🤖 AI Summary
This work addresses the semantic gap between in-the-wild first-person human videos and robot embodiment in zero-shot imitation learning. We propose EmbodiSwap, the first framework to adapt the self-supervised video representation model V-JEPA to synthetic robot video generation—without fine-tuning—to jointly synthesize high-fidelity, temporally coherent robot-embodied videos from human demonstration videos and robot URDF models.

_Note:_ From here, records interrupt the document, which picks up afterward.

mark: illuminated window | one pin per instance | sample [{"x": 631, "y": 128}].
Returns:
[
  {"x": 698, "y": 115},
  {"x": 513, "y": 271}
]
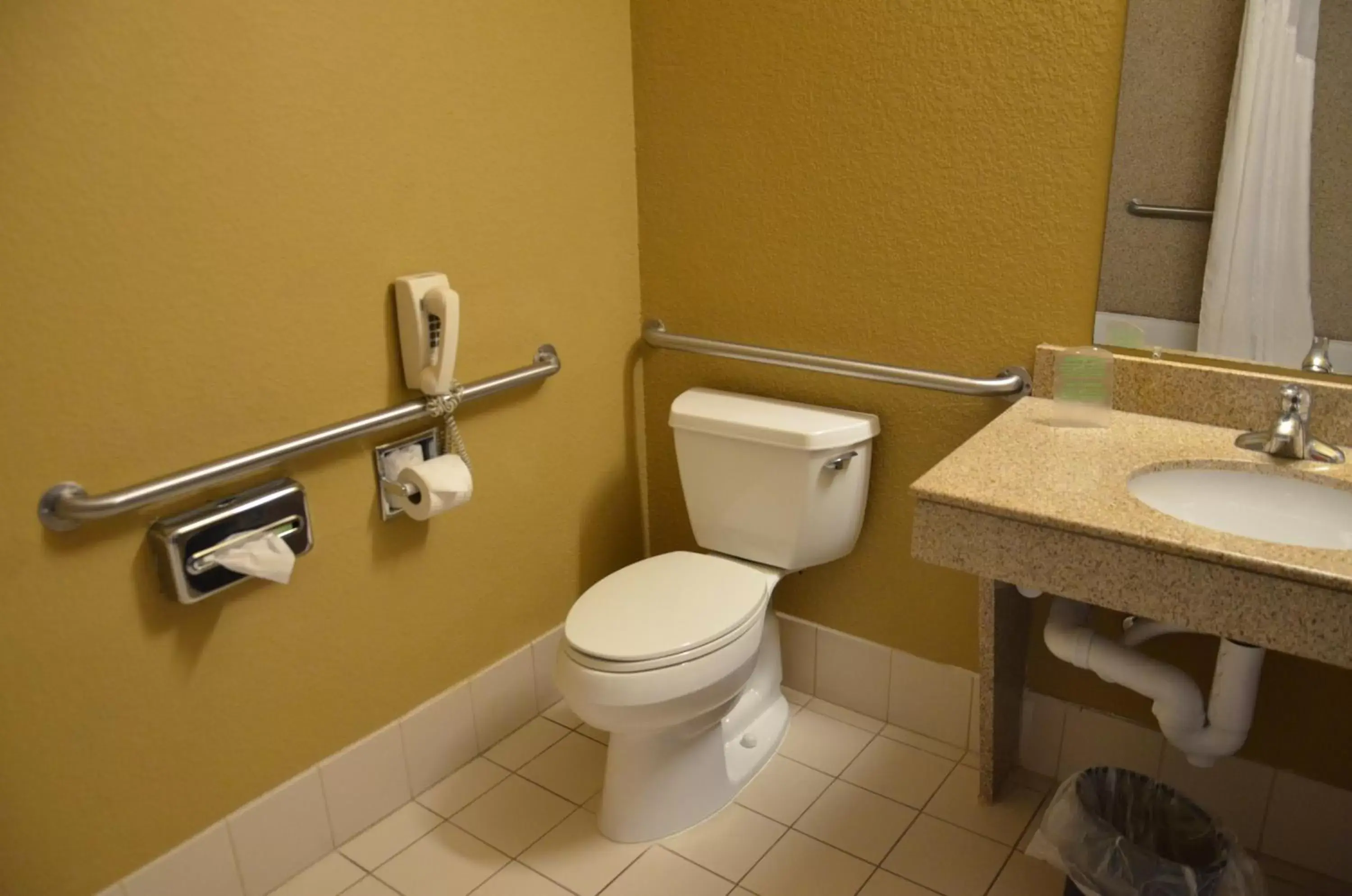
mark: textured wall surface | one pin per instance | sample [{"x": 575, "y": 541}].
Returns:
[
  {"x": 917, "y": 184},
  {"x": 205, "y": 205},
  {"x": 1177, "y": 68},
  {"x": 1177, "y": 73}
]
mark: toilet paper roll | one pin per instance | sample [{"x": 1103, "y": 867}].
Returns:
[{"x": 443, "y": 483}]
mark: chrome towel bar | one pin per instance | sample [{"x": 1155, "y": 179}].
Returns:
[
  {"x": 1177, "y": 213},
  {"x": 67, "y": 504},
  {"x": 1010, "y": 383}
]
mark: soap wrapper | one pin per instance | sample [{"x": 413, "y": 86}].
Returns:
[
  {"x": 1082, "y": 389},
  {"x": 263, "y": 554},
  {"x": 441, "y": 484}
]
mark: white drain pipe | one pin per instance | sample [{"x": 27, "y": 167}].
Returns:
[{"x": 1177, "y": 700}]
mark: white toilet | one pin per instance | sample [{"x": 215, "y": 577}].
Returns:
[{"x": 678, "y": 654}]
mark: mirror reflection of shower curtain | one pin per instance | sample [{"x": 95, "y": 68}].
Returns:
[{"x": 1256, "y": 290}]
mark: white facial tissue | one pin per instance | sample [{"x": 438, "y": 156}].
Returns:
[{"x": 264, "y": 554}]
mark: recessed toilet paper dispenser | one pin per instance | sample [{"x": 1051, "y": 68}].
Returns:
[{"x": 194, "y": 548}]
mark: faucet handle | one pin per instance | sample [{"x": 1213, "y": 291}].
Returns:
[{"x": 1296, "y": 399}]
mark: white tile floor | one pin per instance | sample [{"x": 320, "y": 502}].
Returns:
[{"x": 848, "y": 807}]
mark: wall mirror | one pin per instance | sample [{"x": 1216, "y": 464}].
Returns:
[{"x": 1229, "y": 224}]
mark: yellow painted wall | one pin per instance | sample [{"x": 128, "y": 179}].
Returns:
[
  {"x": 202, "y": 206},
  {"x": 913, "y": 183}
]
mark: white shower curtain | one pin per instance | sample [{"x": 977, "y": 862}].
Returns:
[{"x": 1256, "y": 291}]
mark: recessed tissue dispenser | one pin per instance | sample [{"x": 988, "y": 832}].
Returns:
[{"x": 194, "y": 548}]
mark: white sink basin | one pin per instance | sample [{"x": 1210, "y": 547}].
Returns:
[{"x": 1265, "y": 506}]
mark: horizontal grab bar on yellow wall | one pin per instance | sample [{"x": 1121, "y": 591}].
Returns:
[
  {"x": 1012, "y": 383},
  {"x": 65, "y": 506}
]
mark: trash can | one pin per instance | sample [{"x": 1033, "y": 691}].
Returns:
[{"x": 1119, "y": 833}]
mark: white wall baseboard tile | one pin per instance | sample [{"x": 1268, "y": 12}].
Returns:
[
  {"x": 438, "y": 737},
  {"x": 503, "y": 696},
  {"x": 544, "y": 653},
  {"x": 1040, "y": 733},
  {"x": 854, "y": 673},
  {"x": 1311, "y": 825},
  {"x": 929, "y": 698},
  {"x": 974, "y": 719},
  {"x": 267, "y": 842},
  {"x": 282, "y": 833},
  {"x": 1096, "y": 738},
  {"x": 798, "y": 653},
  {"x": 203, "y": 865},
  {"x": 365, "y": 783}
]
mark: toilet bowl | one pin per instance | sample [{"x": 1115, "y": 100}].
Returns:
[{"x": 678, "y": 656}]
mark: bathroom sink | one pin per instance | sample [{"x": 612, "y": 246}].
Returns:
[{"x": 1255, "y": 504}]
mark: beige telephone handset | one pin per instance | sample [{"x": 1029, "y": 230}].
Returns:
[{"x": 429, "y": 330}]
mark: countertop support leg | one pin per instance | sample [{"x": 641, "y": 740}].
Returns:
[{"x": 1002, "y": 626}]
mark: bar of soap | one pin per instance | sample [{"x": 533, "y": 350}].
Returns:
[{"x": 1082, "y": 387}]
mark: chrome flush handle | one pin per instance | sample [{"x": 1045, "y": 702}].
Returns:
[{"x": 840, "y": 461}]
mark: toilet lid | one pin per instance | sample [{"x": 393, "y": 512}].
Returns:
[{"x": 664, "y": 604}]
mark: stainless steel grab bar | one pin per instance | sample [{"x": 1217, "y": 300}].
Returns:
[
  {"x": 1009, "y": 383},
  {"x": 65, "y": 506},
  {"x": 1142, "y": 210}
]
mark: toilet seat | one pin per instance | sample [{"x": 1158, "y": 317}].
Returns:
[{"x": 664, "y": 611}]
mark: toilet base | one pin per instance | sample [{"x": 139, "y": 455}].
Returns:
[{"x": 662, "y": 783}]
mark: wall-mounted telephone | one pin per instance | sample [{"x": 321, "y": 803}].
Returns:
[{"x": 429, "y": 330}]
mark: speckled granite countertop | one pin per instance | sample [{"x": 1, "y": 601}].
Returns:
[{"x": 1023, "y": 468}]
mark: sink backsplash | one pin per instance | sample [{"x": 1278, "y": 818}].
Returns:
[{"x": 1212, "y": 395}]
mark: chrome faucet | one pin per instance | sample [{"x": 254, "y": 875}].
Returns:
[{"x": 1290, "y": 436}]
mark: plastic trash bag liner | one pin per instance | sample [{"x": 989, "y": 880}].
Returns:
[{"x": 1117, "y": 833}]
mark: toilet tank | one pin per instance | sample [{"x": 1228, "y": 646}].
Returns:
[{"x": 758, "y": 480}]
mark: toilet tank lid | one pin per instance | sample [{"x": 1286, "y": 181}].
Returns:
[{"x": 770, "y": 421}]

By bypassing real-world robot data collection, EmbodiSwap enables end-to-end policy training directly under zero-shot conditions. Evaluated on physical robots, our method achieves an 82% task success rate, substantially outperforming few-shot baselines based on π₀ and π₀ trained on EmbodiSwap-synthesized data. To foster reproducibility and further research, we release our code, synthetic dataset, and pre-trained weights.
📝 Abstract
We introduce EmbodiSwap - a method for producing photorealistic synthetic robot overlays over human video. We employ EmbodiSwap for zero-shot imitation learning, bridging the embodiment gap between in-the-wild ego-centric human video and a target robot embodiment. We train a closed-loop robot manipulation policy over the data produced by EmbodiSwap. We make novel use of V-JEPA as a visual backbone, repurposing V-JEPA from the domain of video understanding to imitation learning over synthetic robot videos. Adoption of V-JEPA outperforms alternative vision backbones more conventionally used within robotics. In real-world tests, our zero-shot trained V-JEPA model achieves an $82%$ success rate, outperforming a few-shot trained $π_0$ network as well as $π_0$ trained over data produced by EmbodiSwap. We release (i) code for generating the synthetic robot overlays which takes as input human videos and an arbitrary robot URDF and generates a robot dataset, (ii) the robot dataset we synthesize over EPIC-Kitchens, HOI4D and Ego4D, and (iii) model checkpoints and inference code, to facilitate reproducible research and broader adoption.